Small OSHA changes could have big consequences

Every injury is unique, with costs that go far beyond the economic burden of lost work and medical expenses. While the pain and suffering of accident survivors are significant and deserve compensation, the economic losses are considerable in and of themselves. 

From minor workplace injuries to tragic fatalities, OSHA requires that companies keep track of every incident that occurs. Up until recently, many large employers and some smaller, high-risk organizations had the responsibility to submit detailed and regular reports electronically to OSHA.

As reported in Safety and Health Magazine, the administration recently issued a final rule that would limit the responsibility of companies in terms of accident record keeping. Instead of detailed and case-specific reports, the new rule requires only an annual submission with a summary of illnesses and injuries.

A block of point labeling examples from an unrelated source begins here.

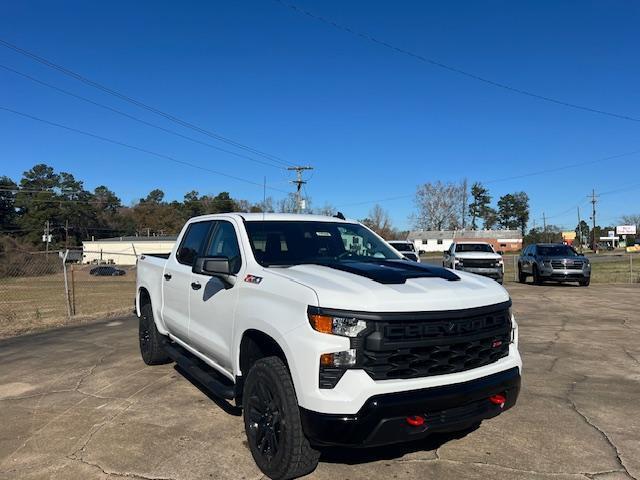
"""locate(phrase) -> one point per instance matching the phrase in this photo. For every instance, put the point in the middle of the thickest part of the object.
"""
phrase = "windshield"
(403, 246)
(556, 251)
(293, 243)
(474, 247)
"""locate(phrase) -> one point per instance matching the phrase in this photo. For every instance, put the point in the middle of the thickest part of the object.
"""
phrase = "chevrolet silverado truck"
(475, 257)
(325, 335)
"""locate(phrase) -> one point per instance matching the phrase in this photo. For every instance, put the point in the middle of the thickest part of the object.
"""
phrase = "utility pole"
(66, 234)
(580, 229)
(593, 217)
(298, 182)
(46, 238)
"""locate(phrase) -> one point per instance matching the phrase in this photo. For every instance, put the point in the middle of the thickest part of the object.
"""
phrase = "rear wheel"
(151, 341)
(272, 422)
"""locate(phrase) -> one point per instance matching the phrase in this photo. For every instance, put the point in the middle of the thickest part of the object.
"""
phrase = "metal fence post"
(66, 282)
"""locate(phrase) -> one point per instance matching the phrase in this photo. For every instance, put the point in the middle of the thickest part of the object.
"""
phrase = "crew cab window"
(193, 242)
(224, 243)
(293, 243)
(474, 247)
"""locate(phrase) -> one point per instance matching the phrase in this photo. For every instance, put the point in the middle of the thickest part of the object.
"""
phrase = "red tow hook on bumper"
(498, 399)
(415, 421)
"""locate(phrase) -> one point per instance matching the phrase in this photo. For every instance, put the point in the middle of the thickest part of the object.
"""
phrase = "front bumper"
(382, 419)
(564, 274)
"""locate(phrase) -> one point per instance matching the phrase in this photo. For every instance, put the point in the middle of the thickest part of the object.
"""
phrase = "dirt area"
(78, 403)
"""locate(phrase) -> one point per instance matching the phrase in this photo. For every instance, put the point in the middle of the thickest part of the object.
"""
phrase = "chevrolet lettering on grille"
(436, 329)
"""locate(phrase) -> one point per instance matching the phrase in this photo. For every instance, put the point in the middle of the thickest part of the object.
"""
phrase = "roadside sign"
(626, 229)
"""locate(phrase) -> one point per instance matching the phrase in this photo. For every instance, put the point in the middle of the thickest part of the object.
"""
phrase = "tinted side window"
(224, 243)
(193, 242)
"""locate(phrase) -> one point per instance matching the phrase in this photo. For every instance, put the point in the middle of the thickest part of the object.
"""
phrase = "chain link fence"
(39, 290)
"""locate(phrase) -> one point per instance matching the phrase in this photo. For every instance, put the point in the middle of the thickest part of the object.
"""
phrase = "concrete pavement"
(78, 403)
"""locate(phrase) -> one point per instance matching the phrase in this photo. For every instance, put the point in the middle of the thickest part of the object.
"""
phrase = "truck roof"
(273, 217)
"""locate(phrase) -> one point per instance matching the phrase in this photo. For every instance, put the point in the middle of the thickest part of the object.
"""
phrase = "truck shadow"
(355, 456)
(226, 406)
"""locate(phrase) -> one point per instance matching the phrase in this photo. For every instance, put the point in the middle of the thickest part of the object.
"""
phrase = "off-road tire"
(269, 389)
(522, 277)
(151, 341)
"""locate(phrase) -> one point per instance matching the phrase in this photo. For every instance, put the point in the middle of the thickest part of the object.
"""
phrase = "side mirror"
(214, 267)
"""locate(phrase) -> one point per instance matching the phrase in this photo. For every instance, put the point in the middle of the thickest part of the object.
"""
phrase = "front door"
(212, 301)
(177, 279)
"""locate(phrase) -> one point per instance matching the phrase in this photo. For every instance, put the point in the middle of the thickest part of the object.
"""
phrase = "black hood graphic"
(392, 271)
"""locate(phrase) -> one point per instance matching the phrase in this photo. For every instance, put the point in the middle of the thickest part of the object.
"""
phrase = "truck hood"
(478, 255)
(354, 290)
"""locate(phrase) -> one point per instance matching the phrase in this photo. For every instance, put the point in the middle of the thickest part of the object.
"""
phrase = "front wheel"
(522, 277)
(272, 422)
(151, 341)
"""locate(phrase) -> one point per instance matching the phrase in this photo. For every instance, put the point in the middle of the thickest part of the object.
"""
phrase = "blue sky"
(372, 122)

The motivation behind the rule is unclear. There is some mention of protecting worker privacy, but the new rule seems to give the most benefit to employers that have many worker accidents. The change would reduce the necessity to file complex reports, a cost that employers themselves should reduce by investing in safer workplaces. The National Safety Council estimates that a fatal injury may cost the nation well over a million dollars in direct losses alone. This is a cost that unethical and unsafe employers attempt to foist upon taxpayers — a cynical shift of blame away from the people who have the power to prevent these injuries. 

The National Safety Council reports these facts and OSHA enforces rules, but they are only as powerful as the government allows them to be. Hopefully, the attorneys bringing suit against this new rule will find support so that we may continue to have a just system for workers who stand up to their employers.